Anodynous / stenogotchi

Portable stenography using Plover and bluetooth keyboard emulation on a Raspberry Pi Zero W
GNU Affero General Public License v3.0
172 stars 11 forks source link

installation on GamePi 20? #3

Closed robert-winkler closed 3 years ago

robert-winkler commented 3 years ago

Hi, your project is great!

Inspired by stenogotchi I built a Raspberry Pi Z with a 7-inch touchscreen https://www.thingiverse.com/thing:4860013. The energy consumption of the system is very low. Now I plan to build a stenogotchi, but have problems finding the components.

Thus, I intend to use a GamePi20 https://www.waveshare.com/wiki/GamePi20.

Could you please give me some advice, if A) this makes sense, and B) things I need to consider; For example in the configuration of the buttons and the screen?

Ideally, I also would install the https://github.com/psethwick/plover_console_ui and switch between the stenogotchi and the Plover Console UI; e.g. to look up words.

Best regards, Robert

Anodynous commented 3 years ago

Hi Robert,

Thanks for your interest in the project. The GamePi expansion board is not supported nor on the roadmap.

You are of course more than welcome to extend support for it yourself. It would require a new input plugin (see buttonshim.py for an example) and support for the screen module itself (see the hw folder for the current implementation).

The stenogotchi doesn't have a GUI handled by a window manager, it instead writes directly to the frame-buffer of the eINK display. Even with an external display connected to the RPI you would therefore not be able to swap between the stenogotchi UI and some other program like you may expect would work. That said, the UI is made available as a web version, which can be accessed locally or on a remote device connected to the same wifi. The web-GUI hasn't been given much work yet (buttons don't work for example), but plan is to make it possible to interact with the stenogotchi without a need for either buttonshim or eINK display using for example your phone. Only the RPI0W and microSD card are required hardware to run the stenogotchi, although it does lose a bit of its charm set up this way.

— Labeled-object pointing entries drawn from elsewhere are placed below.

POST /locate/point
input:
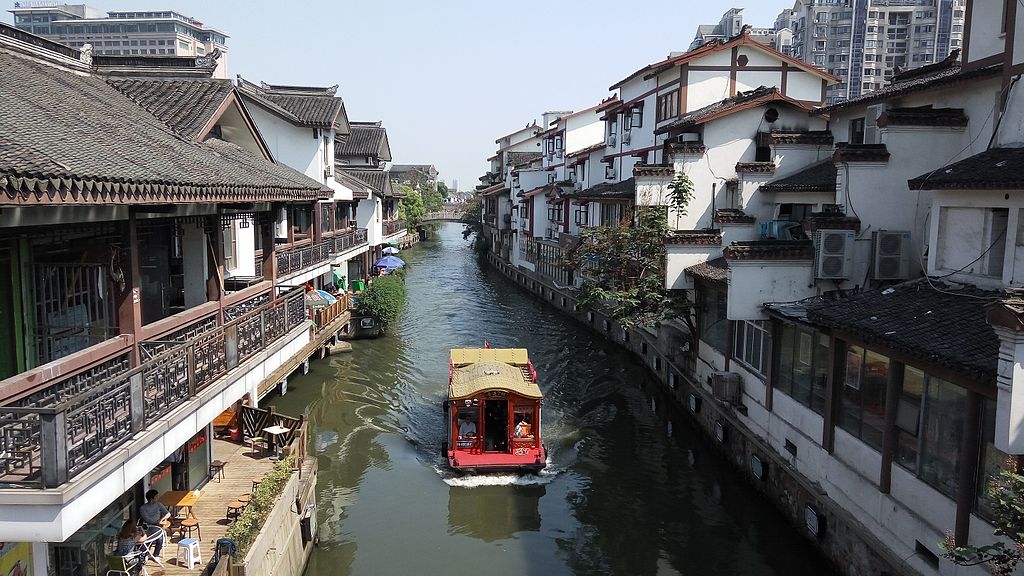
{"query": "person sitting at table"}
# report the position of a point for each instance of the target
(154, 515)
(129, 538)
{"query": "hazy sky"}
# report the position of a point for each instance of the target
(449, 77)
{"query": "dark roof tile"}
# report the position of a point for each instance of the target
(816, 177)
(997, 168)
(944, 325)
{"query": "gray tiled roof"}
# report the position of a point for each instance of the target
(610, 191)
(720, 108)
(932, 322)
(997, 168)
(184, 105)
(68, 137)
(307, 106)
(364, 139)
(380, 180)
(816, 177)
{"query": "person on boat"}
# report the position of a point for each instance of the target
(467, 427)
(521, 427)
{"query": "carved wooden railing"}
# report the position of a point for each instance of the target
(305, 256)
(393, 227)
(50, 445)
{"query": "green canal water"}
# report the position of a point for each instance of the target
(630, 487)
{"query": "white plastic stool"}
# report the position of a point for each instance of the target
(188, 552)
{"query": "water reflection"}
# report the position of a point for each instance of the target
(495, 512)
(630, 488)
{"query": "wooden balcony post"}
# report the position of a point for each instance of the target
(53, 433)
(137, 399)
(269, 263)
(129, 298)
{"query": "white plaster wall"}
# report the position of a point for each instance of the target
(803, 86)
(245, 249)
(41, 518)
(792, 159)
(754, 283)
(679, 257)
(705, 87)
(583, 131)
(368, 215)
(292, 146)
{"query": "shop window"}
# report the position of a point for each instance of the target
(752, 344)
(711, 318)
(862, 404)
(803, 366)
(991, 460)
(930, 427)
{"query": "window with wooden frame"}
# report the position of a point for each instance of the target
(668, 106)
(637, 116)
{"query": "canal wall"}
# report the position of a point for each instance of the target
(850, 545)
(285, 544)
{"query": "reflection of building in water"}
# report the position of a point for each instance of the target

robert-winkler commented 3 years ago

Hi Anodynous,

Thanks for your quick reply!

Of course, the version without any screen would be very portable.

But the gotchi is very cute, and a little screen is always useful. I am still learning, and the Plover console UI suggestions are extremely helpful.

A web interface seems too complicated to me.

I can get the GamePi starting the Plover console UI. But how can I pass the output to the BlueTooth of the other device? Could you give me a hint please, on how this is done?

Reprogramming the buttons could be fun; for example for switching dictionaries, and for displaying help (lookup of words, Emily symbols,...).

Best regards, Robert

Anodynous commented 3 years ago

There are three core parts you needed to get in place to achieve this.

  1. A way to capture Plover output.
  2. A way to simulate a bluetooth HID device.
  3. A way to transmit the captured output as individual characters over the established BT connection.

The parts of the stenogotchi that are responsible for this are:

  1. The stenogotchi_link plugin hooks into the Plover engine and forwards the output in suitable format to the stenogotchi.
  2. HumanInterfaceDeviceProfile and BtKbDevice create the BT HID device and manages the connection.
  3. StenogotchiService communicates with plover_plugin and forwards the output through the above.

I'm also working on adding dictionary lookup functionality directly on the stenogotchi. The dev branch already has support for this, but it is being rewritten as the current solution doesn't play nicely with dictionaries that include command keys or that are in python format. Below is an example of it recorded from the web-gui. Stenogotchi_lookup

robert-winkler commented 3 years ago

I think I understand my homework ;-).

Plover is running on my Pi 0 W (see photograph), but I have to pass the output through BT. I will review your code how you managed this.

For starting, I will try to write a Python program that I can fire up for connecting to external devices. Then, I can replace my huge 7-inch display with a more portable one.

IMG_20210908_184111

Finally, I need a good idea to start/stop the service. I like the buttons. But keystrokes also could work. All my Steno compatible keyboards (4?) use a key combination to switch between Colemark-DH and Steno layout.

Of course, a 'blind' steno Pi would be possible, but a little display with suggestions and some information about the system is always helpful.

Is there any good reference on writing Plover plug-ins? Just to make it later available to the community.

Anodynous commented 3 years ago

I'd suggest looking into the Plover API reference. It has recently been updated and now gives a good overview of the parts of the program exposed to plugins. The Plover discord server is also full of helpful people.